MS. MAUREEN MACDONALD: Mr. Chairman, I think the first thing I would say is that the actual digital mammography equipment, the new additional machines are coming out of the 2009-2010 equipment budget. They were actually part of the capital equipment we had for this year, yet to be spent, but we went through a process of identifying what the equipment needs and priorities were and a decision was made that this would then bring - there wouldn't be an inequity in the services around the various breast screening clinics around the province. This would bring us completely up to date. I think we would probably be the most up-to-date screening program, certainly in the Atlantic Region and perhaps we'd be far ahead of other smaller provinces such as our own.

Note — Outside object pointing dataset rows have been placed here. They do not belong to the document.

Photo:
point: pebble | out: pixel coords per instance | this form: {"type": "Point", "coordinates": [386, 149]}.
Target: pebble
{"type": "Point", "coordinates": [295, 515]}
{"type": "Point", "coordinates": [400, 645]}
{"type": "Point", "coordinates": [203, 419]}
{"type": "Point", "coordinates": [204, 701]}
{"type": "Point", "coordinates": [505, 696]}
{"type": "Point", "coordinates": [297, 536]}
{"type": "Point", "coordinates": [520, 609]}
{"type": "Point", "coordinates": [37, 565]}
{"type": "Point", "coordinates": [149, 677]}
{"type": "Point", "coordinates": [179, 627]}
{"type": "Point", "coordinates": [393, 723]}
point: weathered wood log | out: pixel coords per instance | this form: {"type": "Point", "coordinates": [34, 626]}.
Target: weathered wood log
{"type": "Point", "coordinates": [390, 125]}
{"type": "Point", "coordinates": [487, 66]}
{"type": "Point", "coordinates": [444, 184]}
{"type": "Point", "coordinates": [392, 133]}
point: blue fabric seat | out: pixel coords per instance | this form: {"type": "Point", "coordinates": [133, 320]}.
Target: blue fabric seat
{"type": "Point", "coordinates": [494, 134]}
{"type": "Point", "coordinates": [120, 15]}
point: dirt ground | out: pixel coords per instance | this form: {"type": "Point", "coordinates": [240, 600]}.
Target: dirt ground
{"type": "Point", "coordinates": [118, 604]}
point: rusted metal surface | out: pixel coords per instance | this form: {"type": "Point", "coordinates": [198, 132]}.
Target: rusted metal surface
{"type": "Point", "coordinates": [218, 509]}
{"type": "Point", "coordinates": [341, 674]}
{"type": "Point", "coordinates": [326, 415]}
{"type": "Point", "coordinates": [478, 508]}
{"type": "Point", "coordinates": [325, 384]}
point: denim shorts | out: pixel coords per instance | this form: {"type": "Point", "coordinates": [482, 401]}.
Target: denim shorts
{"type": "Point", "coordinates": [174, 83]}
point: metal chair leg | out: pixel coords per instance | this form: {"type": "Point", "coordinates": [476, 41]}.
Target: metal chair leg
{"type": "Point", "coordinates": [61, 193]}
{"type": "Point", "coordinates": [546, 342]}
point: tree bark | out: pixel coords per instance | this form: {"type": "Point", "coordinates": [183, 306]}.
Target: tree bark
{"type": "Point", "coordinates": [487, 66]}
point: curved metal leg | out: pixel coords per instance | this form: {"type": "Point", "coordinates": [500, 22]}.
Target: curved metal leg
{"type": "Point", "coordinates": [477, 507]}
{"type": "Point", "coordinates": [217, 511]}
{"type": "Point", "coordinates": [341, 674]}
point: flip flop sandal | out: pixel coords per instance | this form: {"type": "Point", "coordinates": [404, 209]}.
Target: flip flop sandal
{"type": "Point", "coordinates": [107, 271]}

The units are going to Bridgewater, Truro, New Glasgow, Amherst, and Antigonish. Capital Health have bought their own, they did that large fundraiser, Bust a Move, and they were able to get their own. This, in many respects, is a no-brainer and it is a significant investment in capital equipment, but it's also a significant investment in women's health. I'm really delighted that we were able to do this.

I know that the capital equipment needs are great. There's always a next generation of diagnostic tools coming forward - I'm being given the sign that it's time to adjourn debate.

MR. CHAIRMAN: Order, please. The time allotted for debate of the Committee of the Whole House on Supply has expired.

Is it agreed?

It is agreed.

Would all those in favour of the motion please say Aye. Contrary minded, Nay.